It was also seconded by 12 other party members – Alison Plaumer, Trey Blake, Dawn Thorpe, David Walker, Steve Peake, Penny Porter, Paul Philo, Valerie Phillips, Richard Stanton, Carlie Goldsmith, Tom Coady and Diane Montgomery.
The motion said: “This general meeting notes the motion passed unanimously (with one abstention) at the December 2015 general meeting that the Brighton and Hove Green Party supports the production of an alternative budget for 2015-16 that would protect local services and employment, not cut them.
“The cuts to local services required to ‘balance the budget’ for 2015-16 are the direct result of massive and unprecedented cuts by central government to the local government support grant, cuts which could mean a further cut to the Brighton and Hove budget of over £100 million by 2020.
“This will effectively destroy local services as we know them.
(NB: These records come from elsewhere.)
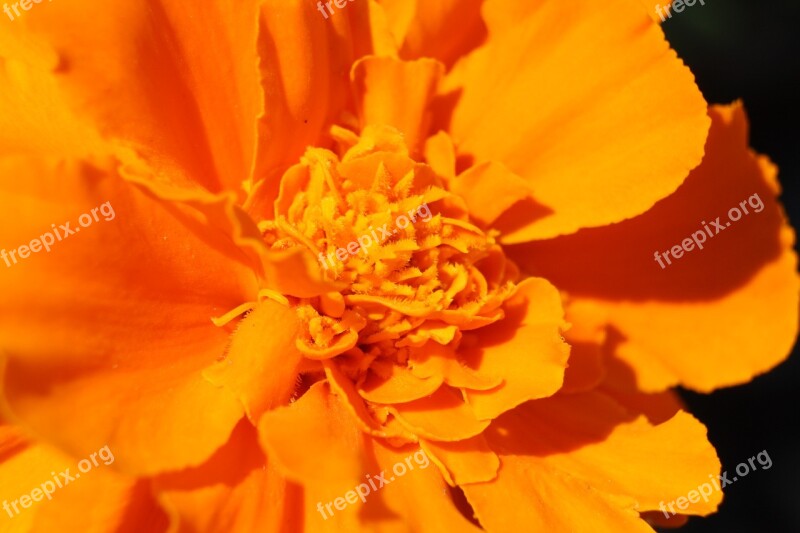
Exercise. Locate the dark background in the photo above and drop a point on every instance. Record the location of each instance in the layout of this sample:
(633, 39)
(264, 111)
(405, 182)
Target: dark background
(750, 49)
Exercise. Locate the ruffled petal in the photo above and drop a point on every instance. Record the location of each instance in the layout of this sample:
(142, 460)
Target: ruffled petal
(716, 316)
(425, 29)
(532, 326)
(178, 83)
(592, 438)
(305, 437)
(237, 490)
(129, 348)
(262, 364)
(43, 487)
(581, 175)
(397, 93)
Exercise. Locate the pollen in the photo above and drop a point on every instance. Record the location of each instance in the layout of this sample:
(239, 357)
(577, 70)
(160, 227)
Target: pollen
(409, 265)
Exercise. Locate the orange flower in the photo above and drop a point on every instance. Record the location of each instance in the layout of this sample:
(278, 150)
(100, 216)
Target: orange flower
(342, 244)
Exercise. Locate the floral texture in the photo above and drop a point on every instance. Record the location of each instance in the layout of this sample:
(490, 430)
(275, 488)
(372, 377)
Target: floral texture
(247, 373)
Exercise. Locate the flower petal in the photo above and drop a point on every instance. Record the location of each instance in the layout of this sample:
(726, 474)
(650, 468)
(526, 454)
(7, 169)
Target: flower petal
(467, 461)
(179, 83)
(304, 437)
(128, 350)
(490, 189)
(581, 175)
(534, 318)
(717, 316)
(592, 438)
(262, 364)
(304, 61)
(425, 29)
(114, 502)
(237, 490)
(397, 93)
(537, 497)
(443, 416)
“The cuts required to balance the budget for 2015-16 alone would require a restoration of more than £20 million of government grant or a council tax rise of over 20 per cent.
“The proposed 5.9 per cent council tax increase is therefore not viable as a means to fight the cuts or defend the vulnerable.
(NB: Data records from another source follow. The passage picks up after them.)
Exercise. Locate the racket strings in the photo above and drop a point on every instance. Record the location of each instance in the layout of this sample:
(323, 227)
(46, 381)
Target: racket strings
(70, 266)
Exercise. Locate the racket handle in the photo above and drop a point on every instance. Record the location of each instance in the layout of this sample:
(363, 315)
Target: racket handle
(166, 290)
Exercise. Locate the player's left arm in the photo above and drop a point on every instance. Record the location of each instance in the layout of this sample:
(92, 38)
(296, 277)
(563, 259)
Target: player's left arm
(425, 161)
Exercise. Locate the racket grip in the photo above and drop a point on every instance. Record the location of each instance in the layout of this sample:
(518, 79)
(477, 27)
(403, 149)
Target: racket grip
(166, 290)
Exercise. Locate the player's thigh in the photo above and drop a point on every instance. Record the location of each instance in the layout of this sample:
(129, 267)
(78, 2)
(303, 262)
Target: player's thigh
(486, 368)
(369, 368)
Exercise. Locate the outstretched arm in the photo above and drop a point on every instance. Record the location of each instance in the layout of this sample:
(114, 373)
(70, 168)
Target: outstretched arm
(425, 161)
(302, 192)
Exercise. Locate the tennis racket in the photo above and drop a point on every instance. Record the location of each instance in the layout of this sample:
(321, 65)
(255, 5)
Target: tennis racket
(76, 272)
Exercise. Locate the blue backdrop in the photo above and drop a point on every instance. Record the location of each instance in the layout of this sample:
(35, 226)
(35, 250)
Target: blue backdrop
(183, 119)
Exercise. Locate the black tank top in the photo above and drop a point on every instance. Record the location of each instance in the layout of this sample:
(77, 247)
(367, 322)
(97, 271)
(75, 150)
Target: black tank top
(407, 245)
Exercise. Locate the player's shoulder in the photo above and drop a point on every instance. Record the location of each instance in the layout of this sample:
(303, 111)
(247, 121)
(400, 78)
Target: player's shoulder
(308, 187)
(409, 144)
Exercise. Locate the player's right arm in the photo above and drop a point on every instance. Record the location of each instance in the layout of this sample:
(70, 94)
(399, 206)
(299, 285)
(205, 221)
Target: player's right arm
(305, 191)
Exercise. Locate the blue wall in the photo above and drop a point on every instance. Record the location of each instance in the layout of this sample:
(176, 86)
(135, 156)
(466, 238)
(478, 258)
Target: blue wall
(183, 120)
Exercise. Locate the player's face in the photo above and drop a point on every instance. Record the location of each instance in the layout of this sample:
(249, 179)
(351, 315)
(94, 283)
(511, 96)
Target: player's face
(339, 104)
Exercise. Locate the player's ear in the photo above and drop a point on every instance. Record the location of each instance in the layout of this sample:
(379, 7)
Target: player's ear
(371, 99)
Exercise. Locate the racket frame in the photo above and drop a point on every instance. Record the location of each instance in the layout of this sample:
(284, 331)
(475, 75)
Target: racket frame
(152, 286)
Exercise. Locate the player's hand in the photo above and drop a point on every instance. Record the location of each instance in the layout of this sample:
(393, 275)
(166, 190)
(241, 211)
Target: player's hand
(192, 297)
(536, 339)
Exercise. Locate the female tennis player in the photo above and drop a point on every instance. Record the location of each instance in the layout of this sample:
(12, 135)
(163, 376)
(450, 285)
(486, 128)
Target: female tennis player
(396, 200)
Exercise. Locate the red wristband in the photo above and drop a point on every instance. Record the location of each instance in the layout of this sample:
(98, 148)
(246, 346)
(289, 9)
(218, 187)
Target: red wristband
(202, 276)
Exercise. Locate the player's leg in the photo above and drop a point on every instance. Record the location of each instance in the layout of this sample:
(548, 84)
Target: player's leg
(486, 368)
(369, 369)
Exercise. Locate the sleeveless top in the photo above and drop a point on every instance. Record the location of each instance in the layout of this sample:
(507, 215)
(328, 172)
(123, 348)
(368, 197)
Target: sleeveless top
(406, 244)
“It is a regressive tax on the poorest and it would hardly dent the massive cuts still required.
“To propose this rise in council tax in conjunction with a cuts budget would fatally undermine the Green Party’s anti-austerity stance locally and nationally.
“It is the worst of all worlds.
“We are now seeing a ‘Green surge’ and rising membership especially among younger voters, the primary reason for which is our inspiring anti-austerity message.
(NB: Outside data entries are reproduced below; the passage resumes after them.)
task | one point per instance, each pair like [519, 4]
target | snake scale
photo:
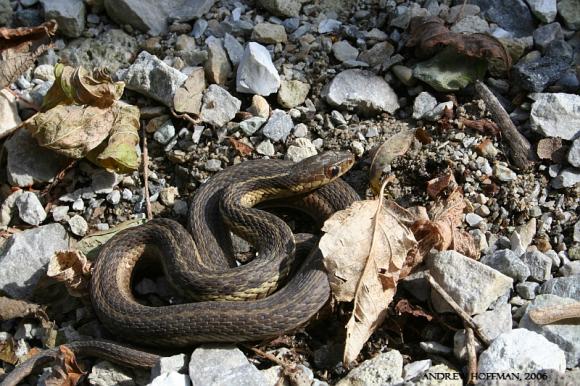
[231, 302]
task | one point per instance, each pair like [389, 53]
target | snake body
[199, 263]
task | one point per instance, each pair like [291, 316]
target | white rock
[256, 73]
[556, 115]
[30, 209]
[523, 351]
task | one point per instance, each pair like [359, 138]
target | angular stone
[256, 72]
[152, 77]
[361, 91]
[473, 285]
[24, 255]
[219, 106]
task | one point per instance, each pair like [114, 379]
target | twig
[471, 355]
[555, 314]
[146, 175]
[522, 153]
[458, 310]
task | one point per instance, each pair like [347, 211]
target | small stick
[458, 310]
[471, 355]
[146, 175]
[522, 153]
[555, 314]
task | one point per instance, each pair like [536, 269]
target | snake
[229, 302]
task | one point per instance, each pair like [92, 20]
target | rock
[234, 49]
[544, 10]
[188, 97]
[219, 106]
[256, 72]
[9, 118]
[69, 14]
[112, 49]
[269, 33]
[540, 265]
[251, 125]
[30, 209]
[28, 163]
[105, 373]
[361, 91]
[473, 285]
[222, 365]
[171, 379]
[521, 350]
[565, 287]
[574, 153]
[424, 102]
[384, 369]
[344, 52]
[508, 263]
[292, 93]
[152, 16]
[565, 334]
[217, 67]
[514, 16]
[278, 127]
[165, 365]
[570, 12]
[287, 8]
[448, 72]
[24, 255]
[150, 76]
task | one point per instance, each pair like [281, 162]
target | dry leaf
[429, 35]
[365, 248]
[19, 48]
[385, 153]
[72, 268]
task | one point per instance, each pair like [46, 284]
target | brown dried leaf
[385, 153]
[19, 48]
[365, 247]
[73, 269]
[429, 35]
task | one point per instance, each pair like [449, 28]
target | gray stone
[343, 51]
[473, 285]
[219, 106]
[69, 14]
[565, 287]
[30, 209]
[217, 66]
[282, 7]
[152, 16]
[521, 350]
[292, 93]
[540, 265]
[279, 126]
[150, 76]
[28, 163]
[384, 369]
[508, 263]
[24, 255]
[566, 334]
[256, 72]
[361, 91]
[113, 49]
[513, 16]
[222, 366]
[574, 153]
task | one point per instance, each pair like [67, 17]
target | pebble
[30, 210]
[256, 73]
[78, 225]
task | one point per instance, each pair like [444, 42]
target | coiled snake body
[200, 265]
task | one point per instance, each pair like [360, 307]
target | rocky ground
[218, 82]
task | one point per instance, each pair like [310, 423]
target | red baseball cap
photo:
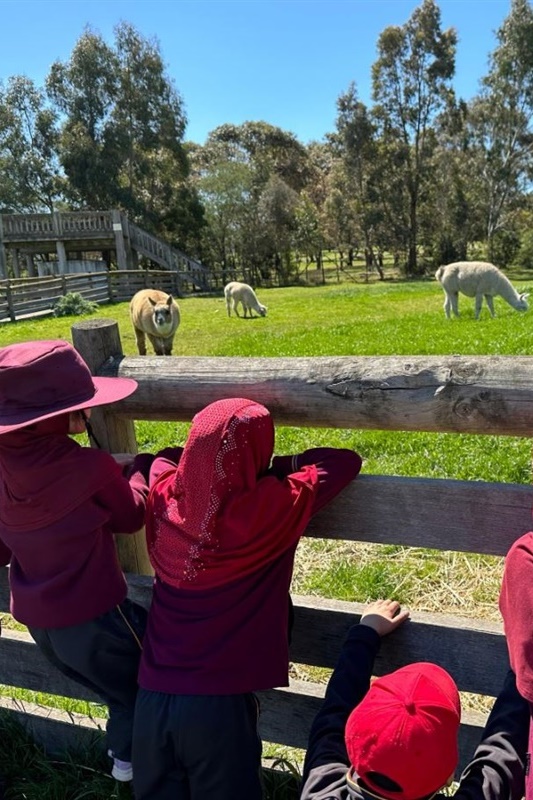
[46, 378]
[402, 738]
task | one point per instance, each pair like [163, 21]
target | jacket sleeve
[498, 767]
[5, 554]
[124, 497]
[336, 468]
[326, 761]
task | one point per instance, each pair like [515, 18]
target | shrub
[74, 304]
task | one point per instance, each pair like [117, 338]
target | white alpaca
[154, 314]
[236, 292]
[477, 279]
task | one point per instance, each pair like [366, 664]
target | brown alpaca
[154, 314]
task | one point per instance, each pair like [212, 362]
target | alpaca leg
[157, 345]
[141, 342]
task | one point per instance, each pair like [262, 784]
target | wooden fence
[489, 395]
[21, 298]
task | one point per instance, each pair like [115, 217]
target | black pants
[188, 747]
[103, 655]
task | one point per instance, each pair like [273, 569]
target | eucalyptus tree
[411, 86]
[357, 175]
[84, 90]
[500, 123]
[30, 174]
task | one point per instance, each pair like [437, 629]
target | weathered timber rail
[23, 298]
[462, 395]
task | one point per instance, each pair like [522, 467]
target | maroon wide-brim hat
[43, 379]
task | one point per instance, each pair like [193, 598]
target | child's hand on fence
[384, 616]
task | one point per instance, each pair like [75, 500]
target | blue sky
[281, 61]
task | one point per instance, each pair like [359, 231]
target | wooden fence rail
[490, 395]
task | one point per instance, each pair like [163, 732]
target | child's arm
[498, 767]
[336, 468]
[326, 761]
[164, 460]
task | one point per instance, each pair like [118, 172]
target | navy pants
[103, 655]
[188, 747]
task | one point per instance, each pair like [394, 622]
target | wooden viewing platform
[69, 234]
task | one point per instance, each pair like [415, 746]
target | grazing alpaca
[477, 279]
[154, 314]
[236, 292]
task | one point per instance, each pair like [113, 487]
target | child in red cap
[396, 739]
[222, 528]
[60, 504]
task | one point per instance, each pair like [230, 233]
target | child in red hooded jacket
[222, 527]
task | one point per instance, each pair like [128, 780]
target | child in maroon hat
[222, 527]
[60, 504]
[396, 739]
“If the only example in the UK of the Green Party in office were to implement a large cuts budget just before the 2015 general election that would disillusion and alienate many of those new supporters.
“It is likely it would severely damage not only the local party but the national party’s prospects in the election.
“The Brighton and Hove Green Party will not support any Brighton and Hove council budget for 2015-16 that makes further cuts to local services.
“We support a no cuts budget identifying how much government grant now needs to be returned to Brighton and Hove to avoid horrendous damage to local services.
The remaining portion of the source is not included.